Wanted: citizen scientists

FLAP's online tools could help save migrating birds


Toronto is a bottleneck spot on the North American migratory bird superhighway, which is a blessing and a curse.

We get to catch a glimpse of these feathered guests, but many die or are injured when they fly through town because they collide with windows. It is the leading cause of population decline in migratory birds.

Just in time for the spring migratory season and Migratory Bird Day on Saturday, May 10, a local organization called the Fatal Light Awareness Program of Canada created two online tools to help armchair ornithologists become citizen scientists.

Using the tracker, you can see radar images of incoming flocks. With the mapper, you can help keep tabs on bird collisions. Both tools will help FLAP create a body of evidence that will help explain more about why these collisions take place.

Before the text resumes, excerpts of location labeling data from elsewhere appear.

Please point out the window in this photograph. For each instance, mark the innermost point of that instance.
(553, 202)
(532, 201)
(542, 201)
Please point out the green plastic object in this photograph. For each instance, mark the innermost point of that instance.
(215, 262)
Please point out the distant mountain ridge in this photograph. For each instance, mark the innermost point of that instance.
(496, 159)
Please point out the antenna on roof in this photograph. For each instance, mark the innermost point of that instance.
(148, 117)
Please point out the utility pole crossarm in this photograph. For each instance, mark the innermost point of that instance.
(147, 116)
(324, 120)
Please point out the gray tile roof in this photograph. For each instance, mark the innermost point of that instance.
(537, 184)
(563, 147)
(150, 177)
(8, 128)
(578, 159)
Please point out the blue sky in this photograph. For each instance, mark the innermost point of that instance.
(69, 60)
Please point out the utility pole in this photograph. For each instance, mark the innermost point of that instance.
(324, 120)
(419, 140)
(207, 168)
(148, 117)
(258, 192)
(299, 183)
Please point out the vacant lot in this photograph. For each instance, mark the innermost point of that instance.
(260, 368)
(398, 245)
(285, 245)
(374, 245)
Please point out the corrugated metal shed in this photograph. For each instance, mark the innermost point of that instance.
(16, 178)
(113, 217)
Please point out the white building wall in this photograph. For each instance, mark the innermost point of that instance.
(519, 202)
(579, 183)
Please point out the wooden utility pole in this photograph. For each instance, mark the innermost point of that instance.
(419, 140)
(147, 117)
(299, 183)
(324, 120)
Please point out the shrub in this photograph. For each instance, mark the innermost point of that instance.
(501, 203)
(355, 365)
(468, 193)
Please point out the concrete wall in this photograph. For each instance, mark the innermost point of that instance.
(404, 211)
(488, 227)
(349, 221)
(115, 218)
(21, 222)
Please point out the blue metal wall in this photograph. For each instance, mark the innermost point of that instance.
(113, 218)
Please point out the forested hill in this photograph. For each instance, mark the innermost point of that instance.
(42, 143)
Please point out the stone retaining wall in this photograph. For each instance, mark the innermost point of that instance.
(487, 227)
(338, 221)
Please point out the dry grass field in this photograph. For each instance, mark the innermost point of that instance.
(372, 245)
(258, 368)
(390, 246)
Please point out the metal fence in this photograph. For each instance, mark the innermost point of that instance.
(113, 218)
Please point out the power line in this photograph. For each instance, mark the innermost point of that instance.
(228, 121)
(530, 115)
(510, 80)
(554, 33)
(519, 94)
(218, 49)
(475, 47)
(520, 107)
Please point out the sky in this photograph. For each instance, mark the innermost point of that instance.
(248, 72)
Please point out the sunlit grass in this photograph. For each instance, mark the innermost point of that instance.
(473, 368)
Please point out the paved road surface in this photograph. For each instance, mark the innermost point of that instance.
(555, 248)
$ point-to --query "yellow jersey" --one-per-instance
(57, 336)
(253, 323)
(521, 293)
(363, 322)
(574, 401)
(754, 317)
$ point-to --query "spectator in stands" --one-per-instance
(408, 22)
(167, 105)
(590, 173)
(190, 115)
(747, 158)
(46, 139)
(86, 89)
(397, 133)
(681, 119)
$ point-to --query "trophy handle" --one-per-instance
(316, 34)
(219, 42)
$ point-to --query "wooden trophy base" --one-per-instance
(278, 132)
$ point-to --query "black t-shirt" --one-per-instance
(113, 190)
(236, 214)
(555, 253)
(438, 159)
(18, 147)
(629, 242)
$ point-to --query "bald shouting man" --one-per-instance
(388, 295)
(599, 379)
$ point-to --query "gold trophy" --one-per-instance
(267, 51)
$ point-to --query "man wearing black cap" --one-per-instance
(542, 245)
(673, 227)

“You don’t have to know bird identification,” says Michael Mesure, executive director of FLAP. All you have to do is register and click on the map from your phone. The geomapping system locates you, and puts a bird icon on the map to register the collision.

Mesure says the importance of recording the information by citizens can’t be stressed enough because the bulk of birds that are dying are colliding with windows at homes and cottages.

“It’s not primarily commercial structures” responsible for the migratory bird population decline, he says. But they’re more noticeable than an injured bird in your backyard because it may be picked up by a cat or raccoon before you find it.

For each windowed structure there are approximately one to 10 bird collisions every year. Considering Toronto has approximately 940,000 buildings, that means there could be anywhere from under a million to almost 10 million every year. Most are fatal.

Mesure and his team of volunteers have seen 167 different species of birds since FLAP’s inception. Twenty of those are at-risk, meaning they’re threatened or endangered.

Of those 20 species, there is one in particular that Mesure says his team of volunteers picks up quite often – the Canada Warbler.

“When I first encountered this bird back in 1989 it was abundant and healthy. “Now, 20 years later, it’s a threatened species,” says Mesure.

But FLAP has also saved many injured birds through the process, and since they began recording collisions in 1993, they’ve also learned a great deal. He says the online tools will give others a glimpse into the busy spring migration that often goes unnoticed.

“The beauty of this is that it allows people to learn about bird migration, because the vast majority of people don’t know that birds are migrating in the numbers that they are as we’re in bed and asleep at night.”

In an average migratory season there are hundreds of thousands of birds passing through Toronto.